Reduce Speech Duration

Reduce the duration of your speech file to fit within a fixed duration.

Often, our users need to "condense" a Speech file to make sure that it fits alongside their other assets. Common use cases include meeting a 10 or 15 second maximum duration for advertising purposes, such as in a "tag" at the end of a commercial.

To do this, you can use the speech/TTS/reduce endpoint.

tts = audiostack.Speech.TTS.reduce(speechId=speechId, targetLength= 5)

Our specialised engine takes your speech and intelligently removes silence, reduces punctuation, speeds up speech, and removes padding to achieve the desired duration while maintaining the "naturalness" of speech.

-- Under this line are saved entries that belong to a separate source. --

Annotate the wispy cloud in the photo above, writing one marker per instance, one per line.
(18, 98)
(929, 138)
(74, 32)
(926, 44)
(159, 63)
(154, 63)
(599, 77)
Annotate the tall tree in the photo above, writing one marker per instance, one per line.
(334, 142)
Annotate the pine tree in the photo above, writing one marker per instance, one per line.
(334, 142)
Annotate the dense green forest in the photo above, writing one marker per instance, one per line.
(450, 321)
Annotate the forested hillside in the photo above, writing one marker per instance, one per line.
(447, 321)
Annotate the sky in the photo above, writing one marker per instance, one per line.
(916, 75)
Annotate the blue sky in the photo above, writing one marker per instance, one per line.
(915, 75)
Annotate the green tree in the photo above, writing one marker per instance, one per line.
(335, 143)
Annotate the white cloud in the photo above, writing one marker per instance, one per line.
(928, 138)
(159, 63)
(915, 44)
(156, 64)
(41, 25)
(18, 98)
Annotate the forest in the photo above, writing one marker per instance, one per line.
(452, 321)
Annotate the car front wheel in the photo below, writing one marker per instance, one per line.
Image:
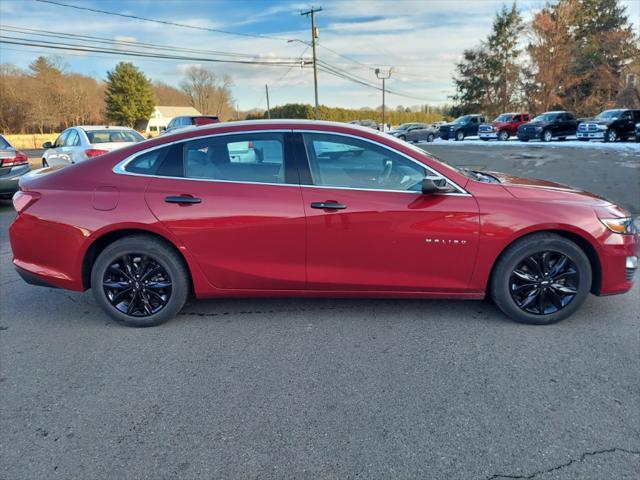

How to reduce your speech length to fit in a fixed duration using the Python SDK

Reducing the duration of your speech is very straightforward. Try running the following example, using your own API key in line 5:

import audiostack
import os

audiostack.api_key = "APIKEY"

def tts_reduce_examples(req):
    scriptText = f"""
    <as:section name="main" soundsegment="main"> 
    {req["text"]}
    </as:section>"""

    print(f"Generating your script")
    script = audiostack.Content.Script.create(scriptText=scriptText, scriptName="test")

    print(f"Synthesizing speech")
    tts = audiostack.Speech.TTS.create(scriptItem=script, voice=req["voice"], speed=req["speed"])

    print(f"Reducing length to meet target")
    tts = audiostack.Speech.TTS.reduce(speechId=tts.speechId, targetLength=req["targetLength"])
    
    timelineProperties= {
        "forceLength" : req['targetLength'],
        "speechStart" : 0,
        "fadeIn" : 0,
        "fadeOut" : 0,
    }

    print(f"Applying auto mixing and mastering")

    mix = audiostack.Production.Mix.create(speechItem=tts, exportSettings={"ttsTrack" : True}, masteringPreset="", timelineProperties=timelineProperties)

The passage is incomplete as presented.